Sahle-Work Zewde’s appointment is the latest in a whirlwind of progressive change for the country. (Reuters: Noor Khamis )
Chart of the day: The only country in the world where 6 in 10 lower house MPs are women
Ethiopia’s parliament has appointment its first female president, Sahle-Work Zewde, just days after a cabinet shake-up ushered in gender parity for the first time.
- Highly respected UN veteran becomes first woman president in an east African country
- Role is ceremonial but highly symbolic
- Ethiopia is going through significant reform on gender equality
Ms Sahle-Work, 68, made history as the east African country’s first woman in the ceremonial but symbolic role.
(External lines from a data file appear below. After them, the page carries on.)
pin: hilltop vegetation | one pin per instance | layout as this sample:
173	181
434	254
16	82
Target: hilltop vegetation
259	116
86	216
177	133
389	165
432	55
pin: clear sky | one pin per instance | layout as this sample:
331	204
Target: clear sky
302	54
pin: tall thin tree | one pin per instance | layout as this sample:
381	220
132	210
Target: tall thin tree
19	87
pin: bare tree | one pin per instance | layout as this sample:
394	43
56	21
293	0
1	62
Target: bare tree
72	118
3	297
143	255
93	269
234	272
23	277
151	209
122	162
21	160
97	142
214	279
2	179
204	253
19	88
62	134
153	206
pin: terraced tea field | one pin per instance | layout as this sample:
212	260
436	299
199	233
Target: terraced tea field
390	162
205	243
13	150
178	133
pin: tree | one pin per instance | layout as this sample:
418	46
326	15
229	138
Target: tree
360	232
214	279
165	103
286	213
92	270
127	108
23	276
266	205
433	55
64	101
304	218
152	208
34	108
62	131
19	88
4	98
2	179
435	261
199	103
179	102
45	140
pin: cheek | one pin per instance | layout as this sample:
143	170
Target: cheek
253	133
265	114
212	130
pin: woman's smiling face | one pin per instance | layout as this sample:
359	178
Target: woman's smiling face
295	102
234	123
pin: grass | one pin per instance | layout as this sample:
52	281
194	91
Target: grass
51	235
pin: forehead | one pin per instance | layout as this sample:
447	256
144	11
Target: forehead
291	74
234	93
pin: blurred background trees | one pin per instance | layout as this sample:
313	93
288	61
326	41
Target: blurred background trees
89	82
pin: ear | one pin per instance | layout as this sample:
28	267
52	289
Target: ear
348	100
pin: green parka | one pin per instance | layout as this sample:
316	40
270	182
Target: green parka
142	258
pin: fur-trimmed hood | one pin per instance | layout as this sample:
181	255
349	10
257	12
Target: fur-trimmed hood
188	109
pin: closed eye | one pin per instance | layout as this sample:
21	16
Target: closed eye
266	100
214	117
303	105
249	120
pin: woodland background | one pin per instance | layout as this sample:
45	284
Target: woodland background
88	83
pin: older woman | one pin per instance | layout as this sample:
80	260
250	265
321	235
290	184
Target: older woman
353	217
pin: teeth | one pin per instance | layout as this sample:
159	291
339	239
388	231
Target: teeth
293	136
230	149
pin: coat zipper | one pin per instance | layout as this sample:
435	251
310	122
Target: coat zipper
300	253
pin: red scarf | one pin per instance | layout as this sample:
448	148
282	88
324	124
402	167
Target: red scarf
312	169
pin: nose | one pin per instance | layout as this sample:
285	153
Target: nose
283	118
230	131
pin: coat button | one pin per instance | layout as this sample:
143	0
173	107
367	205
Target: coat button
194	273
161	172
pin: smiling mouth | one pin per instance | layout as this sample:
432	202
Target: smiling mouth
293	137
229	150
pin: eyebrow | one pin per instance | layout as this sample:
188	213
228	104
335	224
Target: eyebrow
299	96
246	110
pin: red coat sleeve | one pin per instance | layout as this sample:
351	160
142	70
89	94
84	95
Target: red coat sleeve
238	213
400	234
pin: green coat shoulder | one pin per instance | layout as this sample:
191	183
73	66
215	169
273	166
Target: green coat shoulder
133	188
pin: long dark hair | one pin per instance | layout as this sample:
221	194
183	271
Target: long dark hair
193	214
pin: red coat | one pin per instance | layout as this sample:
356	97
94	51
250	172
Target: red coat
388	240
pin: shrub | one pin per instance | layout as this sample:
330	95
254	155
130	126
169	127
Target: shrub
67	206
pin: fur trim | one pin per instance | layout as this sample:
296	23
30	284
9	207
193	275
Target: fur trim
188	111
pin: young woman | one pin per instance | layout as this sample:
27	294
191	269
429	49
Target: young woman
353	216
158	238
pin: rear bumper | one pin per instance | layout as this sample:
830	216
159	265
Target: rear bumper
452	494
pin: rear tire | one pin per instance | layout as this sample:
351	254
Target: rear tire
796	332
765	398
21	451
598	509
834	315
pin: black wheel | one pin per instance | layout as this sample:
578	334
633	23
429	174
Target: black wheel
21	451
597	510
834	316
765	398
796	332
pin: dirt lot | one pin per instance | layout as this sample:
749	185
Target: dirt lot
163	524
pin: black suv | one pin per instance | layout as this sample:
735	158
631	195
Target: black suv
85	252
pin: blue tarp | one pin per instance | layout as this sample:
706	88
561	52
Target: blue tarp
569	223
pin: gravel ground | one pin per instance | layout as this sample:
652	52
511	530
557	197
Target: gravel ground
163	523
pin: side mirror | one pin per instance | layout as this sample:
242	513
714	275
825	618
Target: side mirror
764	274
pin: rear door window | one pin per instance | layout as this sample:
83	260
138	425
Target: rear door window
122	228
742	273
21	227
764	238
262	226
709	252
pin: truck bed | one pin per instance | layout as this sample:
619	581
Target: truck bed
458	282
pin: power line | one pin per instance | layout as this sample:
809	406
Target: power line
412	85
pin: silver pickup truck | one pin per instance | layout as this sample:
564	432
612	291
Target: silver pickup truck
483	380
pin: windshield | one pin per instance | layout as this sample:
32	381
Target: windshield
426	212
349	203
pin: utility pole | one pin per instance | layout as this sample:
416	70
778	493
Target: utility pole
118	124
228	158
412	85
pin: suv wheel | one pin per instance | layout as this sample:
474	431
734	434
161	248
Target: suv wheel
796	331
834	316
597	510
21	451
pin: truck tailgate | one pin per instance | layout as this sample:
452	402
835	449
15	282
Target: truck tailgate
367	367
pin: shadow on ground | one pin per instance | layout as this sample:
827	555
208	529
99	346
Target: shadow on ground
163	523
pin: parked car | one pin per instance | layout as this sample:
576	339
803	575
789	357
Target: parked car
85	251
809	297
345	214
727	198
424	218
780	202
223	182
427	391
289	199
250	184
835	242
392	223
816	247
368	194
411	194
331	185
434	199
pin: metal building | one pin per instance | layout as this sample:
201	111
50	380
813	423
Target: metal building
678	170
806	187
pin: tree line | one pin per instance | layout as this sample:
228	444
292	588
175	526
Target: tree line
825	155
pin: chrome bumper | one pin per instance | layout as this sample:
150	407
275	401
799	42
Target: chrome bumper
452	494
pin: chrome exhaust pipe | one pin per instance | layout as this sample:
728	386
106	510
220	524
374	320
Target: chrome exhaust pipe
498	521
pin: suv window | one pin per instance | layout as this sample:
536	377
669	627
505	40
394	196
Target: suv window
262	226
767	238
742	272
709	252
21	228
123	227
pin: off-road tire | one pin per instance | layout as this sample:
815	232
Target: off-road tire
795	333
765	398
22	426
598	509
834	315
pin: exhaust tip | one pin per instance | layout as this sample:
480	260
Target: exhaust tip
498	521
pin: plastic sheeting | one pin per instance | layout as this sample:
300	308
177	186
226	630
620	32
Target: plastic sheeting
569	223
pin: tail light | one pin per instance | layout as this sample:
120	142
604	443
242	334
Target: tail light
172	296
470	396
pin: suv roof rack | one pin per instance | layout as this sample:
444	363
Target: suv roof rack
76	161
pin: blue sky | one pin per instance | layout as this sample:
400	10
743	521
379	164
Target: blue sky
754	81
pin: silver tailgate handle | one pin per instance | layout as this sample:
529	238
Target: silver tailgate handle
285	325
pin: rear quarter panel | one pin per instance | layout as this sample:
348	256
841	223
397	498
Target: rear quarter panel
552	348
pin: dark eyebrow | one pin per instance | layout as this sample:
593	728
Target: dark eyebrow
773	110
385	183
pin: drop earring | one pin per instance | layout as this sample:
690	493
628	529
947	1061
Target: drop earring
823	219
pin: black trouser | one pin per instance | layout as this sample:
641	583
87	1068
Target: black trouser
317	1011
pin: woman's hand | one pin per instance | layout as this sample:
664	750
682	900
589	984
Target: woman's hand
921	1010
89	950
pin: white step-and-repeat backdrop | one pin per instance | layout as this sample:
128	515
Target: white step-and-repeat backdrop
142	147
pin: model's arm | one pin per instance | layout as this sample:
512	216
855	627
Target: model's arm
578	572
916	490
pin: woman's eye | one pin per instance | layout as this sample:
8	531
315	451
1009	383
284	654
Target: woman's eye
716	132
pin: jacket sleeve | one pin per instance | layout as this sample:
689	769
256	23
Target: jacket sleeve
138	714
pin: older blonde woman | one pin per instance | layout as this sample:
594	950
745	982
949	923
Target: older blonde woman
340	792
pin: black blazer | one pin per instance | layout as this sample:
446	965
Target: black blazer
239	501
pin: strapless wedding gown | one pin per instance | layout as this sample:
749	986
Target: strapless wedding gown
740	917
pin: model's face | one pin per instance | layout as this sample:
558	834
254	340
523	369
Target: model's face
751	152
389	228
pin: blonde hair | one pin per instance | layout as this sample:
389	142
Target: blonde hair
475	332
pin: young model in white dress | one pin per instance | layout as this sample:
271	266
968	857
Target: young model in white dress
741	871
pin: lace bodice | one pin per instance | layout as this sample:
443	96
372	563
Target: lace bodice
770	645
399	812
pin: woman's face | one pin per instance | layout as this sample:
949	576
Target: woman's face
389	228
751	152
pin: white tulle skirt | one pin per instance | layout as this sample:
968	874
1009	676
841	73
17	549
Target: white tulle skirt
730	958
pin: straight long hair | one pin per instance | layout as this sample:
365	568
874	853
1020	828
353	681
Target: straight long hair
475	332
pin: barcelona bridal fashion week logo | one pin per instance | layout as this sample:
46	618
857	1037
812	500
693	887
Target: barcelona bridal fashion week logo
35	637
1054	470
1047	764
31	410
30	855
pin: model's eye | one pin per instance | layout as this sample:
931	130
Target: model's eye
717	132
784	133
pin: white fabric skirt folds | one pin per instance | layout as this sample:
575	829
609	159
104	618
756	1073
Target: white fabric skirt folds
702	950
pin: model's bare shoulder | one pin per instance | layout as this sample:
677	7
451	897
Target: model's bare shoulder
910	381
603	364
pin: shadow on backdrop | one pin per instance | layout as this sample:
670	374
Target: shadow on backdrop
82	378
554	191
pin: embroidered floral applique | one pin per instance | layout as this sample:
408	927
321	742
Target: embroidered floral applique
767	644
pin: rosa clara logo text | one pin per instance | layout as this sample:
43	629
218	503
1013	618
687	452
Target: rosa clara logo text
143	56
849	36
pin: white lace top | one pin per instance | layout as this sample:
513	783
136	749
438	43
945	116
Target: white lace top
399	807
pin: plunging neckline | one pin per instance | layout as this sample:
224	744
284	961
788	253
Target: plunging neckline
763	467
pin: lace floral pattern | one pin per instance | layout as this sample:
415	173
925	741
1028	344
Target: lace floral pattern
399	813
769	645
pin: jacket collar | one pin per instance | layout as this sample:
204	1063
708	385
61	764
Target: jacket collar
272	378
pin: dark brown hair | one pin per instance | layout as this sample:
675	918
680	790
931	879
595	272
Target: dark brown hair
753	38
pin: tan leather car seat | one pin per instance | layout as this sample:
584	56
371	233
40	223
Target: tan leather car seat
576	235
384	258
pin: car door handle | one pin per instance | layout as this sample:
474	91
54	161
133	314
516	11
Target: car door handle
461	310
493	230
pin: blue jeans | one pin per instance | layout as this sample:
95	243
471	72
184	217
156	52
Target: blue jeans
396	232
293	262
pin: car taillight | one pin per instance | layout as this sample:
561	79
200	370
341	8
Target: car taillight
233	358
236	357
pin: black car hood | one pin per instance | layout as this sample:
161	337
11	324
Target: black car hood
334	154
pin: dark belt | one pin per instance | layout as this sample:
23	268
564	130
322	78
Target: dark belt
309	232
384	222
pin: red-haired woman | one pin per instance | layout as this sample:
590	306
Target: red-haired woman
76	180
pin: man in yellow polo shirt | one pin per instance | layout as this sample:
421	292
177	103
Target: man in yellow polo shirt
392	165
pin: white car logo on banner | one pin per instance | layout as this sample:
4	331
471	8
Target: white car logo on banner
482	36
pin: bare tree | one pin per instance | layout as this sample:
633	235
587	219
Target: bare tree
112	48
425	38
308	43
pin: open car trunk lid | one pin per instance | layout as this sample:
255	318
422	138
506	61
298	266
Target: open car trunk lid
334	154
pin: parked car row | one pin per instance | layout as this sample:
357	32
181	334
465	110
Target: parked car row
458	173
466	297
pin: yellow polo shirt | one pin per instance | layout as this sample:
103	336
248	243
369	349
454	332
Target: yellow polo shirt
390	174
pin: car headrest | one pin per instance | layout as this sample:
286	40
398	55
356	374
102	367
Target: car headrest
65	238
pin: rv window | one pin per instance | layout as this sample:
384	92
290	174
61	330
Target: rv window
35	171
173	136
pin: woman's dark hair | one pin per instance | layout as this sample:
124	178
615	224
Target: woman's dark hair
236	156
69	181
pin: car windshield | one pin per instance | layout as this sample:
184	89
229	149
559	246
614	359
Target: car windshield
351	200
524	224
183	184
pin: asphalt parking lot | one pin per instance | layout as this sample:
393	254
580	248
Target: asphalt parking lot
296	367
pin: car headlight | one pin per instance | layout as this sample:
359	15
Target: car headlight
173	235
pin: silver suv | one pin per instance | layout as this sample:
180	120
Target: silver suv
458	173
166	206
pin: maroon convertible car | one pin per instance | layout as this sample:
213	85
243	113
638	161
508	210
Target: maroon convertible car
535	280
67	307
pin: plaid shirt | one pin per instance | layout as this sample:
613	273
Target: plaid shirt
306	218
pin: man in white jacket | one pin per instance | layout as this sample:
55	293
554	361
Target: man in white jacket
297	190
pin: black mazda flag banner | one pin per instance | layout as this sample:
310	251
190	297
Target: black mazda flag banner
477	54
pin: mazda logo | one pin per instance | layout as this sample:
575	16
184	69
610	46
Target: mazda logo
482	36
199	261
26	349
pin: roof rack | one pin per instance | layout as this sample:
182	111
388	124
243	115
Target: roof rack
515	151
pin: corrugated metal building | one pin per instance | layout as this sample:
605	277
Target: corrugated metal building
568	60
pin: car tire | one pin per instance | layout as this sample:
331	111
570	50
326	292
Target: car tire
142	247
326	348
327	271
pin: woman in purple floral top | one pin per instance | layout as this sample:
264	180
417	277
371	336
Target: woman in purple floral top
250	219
She is a distinguished veteran of the United Nations, where she most recently worked as under-secretary-general and special representative of the secretary-general to the African Union.
The appointment marks yet another important shift in the country’s political system from Prime Minister Abiy Ahmed, who has made gender equality a key issue for his government.
Mr Abiy’s chief of staff, Fitsum Arega, welcomed the news on Twitter.
“In a patriarchal society such as ours, the appointment of a female head of state not only sets the standard for the future, but also normalises women as decision-makers in public life,” he said.
“In a historic move, the two houses have elected ambassador Shalework Zewde as the next President of #Ethiopia.”
The appointment is the latest in a whirlwind of progressive change in Africa’s second-most populous country.
Last week, the Prime Minister reshuffled his cabinet to include an additional 10 female ministers, making Ethiopia the third country in Africa, after Rwanda and Seychelles, to achieve gender parity in their cabinets.
Mr Abiy, who came to power in April, has presided over a raft of reforms that have turned the region’s politics on its head, including promoting the need to include women in all parts of public life in the patriarchal and conservative country.
He has also pardoned dissidents long outlawed by the Government and ended two decades of hostilities with its chief opponent, Eritrea.
In Ethiopia, the role of president does not come with executive powers, but is considered highly symbolic.
Ms Sahle-Work replaced Mulatu Teshome Wirtu, who resigned from the role he has held since 2013.
“When there is no peace in country, mothers will be frustrated. Therefore, we need to work on peace for the sake of our mothers,” Ms Sahle-Work told parliament after her approval.